GIRL POWER: Players used to have to pay to be Scarlett Fox, the female avatar in the hit mobile game Temple Run. Now players can be Scarlett for free, as with the male character. 

Maddie says that her research shows how frequently video games shortchange female players. With her parents’ permission, she downloaded 50 of the most popular iPhone game apps. Then she spent a few weeks playing them to determine the gender breakdown in each game, recording her results in a spreadsheet.

While nearly all of the apps offered a boy character, only about half featured a girl. Of those, just 6 games included a free girl character, compared with 37 games that offered a free boy character. Maddie determined that among the games selling a female character, the females cost $7.53 on average, even though the average price of the apps themselves was just 26 cents.

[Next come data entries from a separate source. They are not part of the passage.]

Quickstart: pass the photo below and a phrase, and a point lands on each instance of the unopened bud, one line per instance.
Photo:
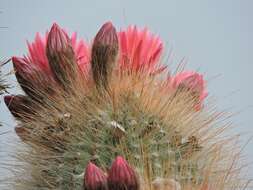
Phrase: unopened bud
(104, 53)
(94, 178)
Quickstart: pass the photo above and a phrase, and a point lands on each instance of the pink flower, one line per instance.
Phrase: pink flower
(139, 49)
(37, 62)
(94, 178)
(191, 81)
(104, 53)
(121, 176)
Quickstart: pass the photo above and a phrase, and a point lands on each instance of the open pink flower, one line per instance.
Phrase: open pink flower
(139, 49)
(191, 81)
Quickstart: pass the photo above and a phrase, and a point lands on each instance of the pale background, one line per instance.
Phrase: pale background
(215, 36)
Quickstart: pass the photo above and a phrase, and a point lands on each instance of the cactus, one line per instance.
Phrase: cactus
(107, 116)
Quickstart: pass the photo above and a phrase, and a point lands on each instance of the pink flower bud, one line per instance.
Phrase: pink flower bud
(122, 176)
(106, 36)
(94, 178)
(61, 56)
(104, 53)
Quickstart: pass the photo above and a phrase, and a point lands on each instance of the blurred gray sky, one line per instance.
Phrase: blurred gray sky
(215, 36)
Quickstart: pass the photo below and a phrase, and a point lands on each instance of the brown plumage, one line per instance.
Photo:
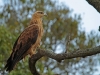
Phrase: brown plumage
(27, 42)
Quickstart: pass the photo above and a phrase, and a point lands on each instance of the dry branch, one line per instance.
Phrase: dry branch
(59, 57)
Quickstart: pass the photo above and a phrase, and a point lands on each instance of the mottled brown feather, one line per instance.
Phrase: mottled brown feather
(27, 42)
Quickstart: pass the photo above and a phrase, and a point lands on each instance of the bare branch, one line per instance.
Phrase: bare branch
(58, 57)
(95, 4)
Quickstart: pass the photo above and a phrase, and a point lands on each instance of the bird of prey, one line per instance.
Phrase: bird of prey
(27, 42)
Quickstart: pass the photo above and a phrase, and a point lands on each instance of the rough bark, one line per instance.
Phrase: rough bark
(95, 4)
(59, 57)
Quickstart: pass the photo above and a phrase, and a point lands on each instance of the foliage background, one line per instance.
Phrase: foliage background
(15, 15)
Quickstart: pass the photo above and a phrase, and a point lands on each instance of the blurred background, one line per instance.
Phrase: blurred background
(76, 19)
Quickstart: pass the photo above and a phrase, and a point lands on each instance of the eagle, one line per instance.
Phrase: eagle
(27, 42)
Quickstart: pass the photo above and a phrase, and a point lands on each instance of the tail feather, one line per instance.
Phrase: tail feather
(10, 64)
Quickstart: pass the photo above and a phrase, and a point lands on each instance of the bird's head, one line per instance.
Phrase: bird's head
(39, 14)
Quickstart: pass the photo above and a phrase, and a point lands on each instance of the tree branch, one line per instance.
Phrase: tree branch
(58, 57)
(95, 4)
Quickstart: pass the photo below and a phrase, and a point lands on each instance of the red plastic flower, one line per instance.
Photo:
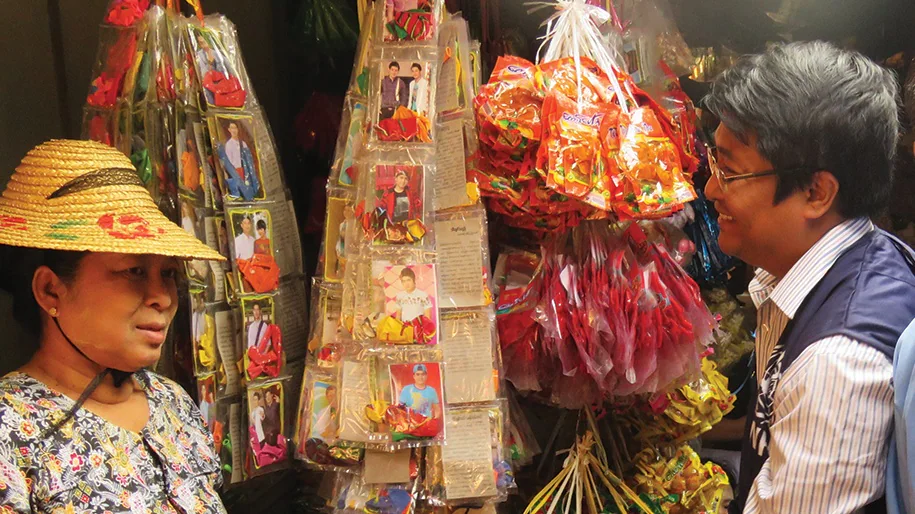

“It bothered me,” Maddie says. “It implied that boys and girls aren’t equal.”

"EVERYONE IS PLAYING"

Courtesy of family

Maddie Messer

Why are female avatars more likely to cost money than male characters? According to regulators in the gaming industry, some game makers provide male avatars for free because it’s widely believed that their apps are played mostly by boys. Female avatars are often grouped with other in-game add-ons and features that players can purchase, such as weapons and superpowers.

However, though males once made up the vast majority of U.S. gamers, today 44 percent of players are female, according to the Entertainment Software Association. Experts say that the figure has grown as opportunities to play games on mobile devices such as smartphones have increased.

One side effect of the gaming industry’s changing demographics is an increase in online harassment and threats toward some female gamers by a small group of male gamers. Officials suggest that these males feel threatened that females are stepping on “their” turf.

“The entire world around [male gamers] has changed,” Kate Edwards, director of the International Game Developers Association, recently told The New York Times. “Whether they realize it or not, they’re no longer special. . . . Everyone is playing games.”

THE FUTURE OF GAMING

Aaron Dyer

Most gamers do think that there’s plenty of room in the industry for both genders. When the makers of Temple Run read Maddie’s essay, they contacted her with a promise—that they would stop charging for the female character. 

The game’s co-creator, ­Natalia Luckyanova, of Raleigh, North Carolina, claims any discrimination against female players was unintentional. “We realized Maddie had a point,” Luckyanova says. “It was the kick in the pants we needed to say, ‘We should fix it.’ So we did.”

Since Maddie’s essay was published, other game makers have also stopped charging for female characters. One company even created a character based on Maddie. Her avatar is a noodle-delivery girl who drives a flying scooter in the iPhone game Noodles Now.

When Maddie isn’t playing the game—as herself, of course—she’s planning other ways to research the gaming industry. She also has advice for kids and teens who want to take action when they feel something isn’t right: “Make sure you’ve got facts to back up your theory, and then make sure you’re right,” Maddie says. “After that, know that you’re right.” 

CORE QUESTION: In addition to writing essays, what are some other things people can do to inspire positive changes in their communities?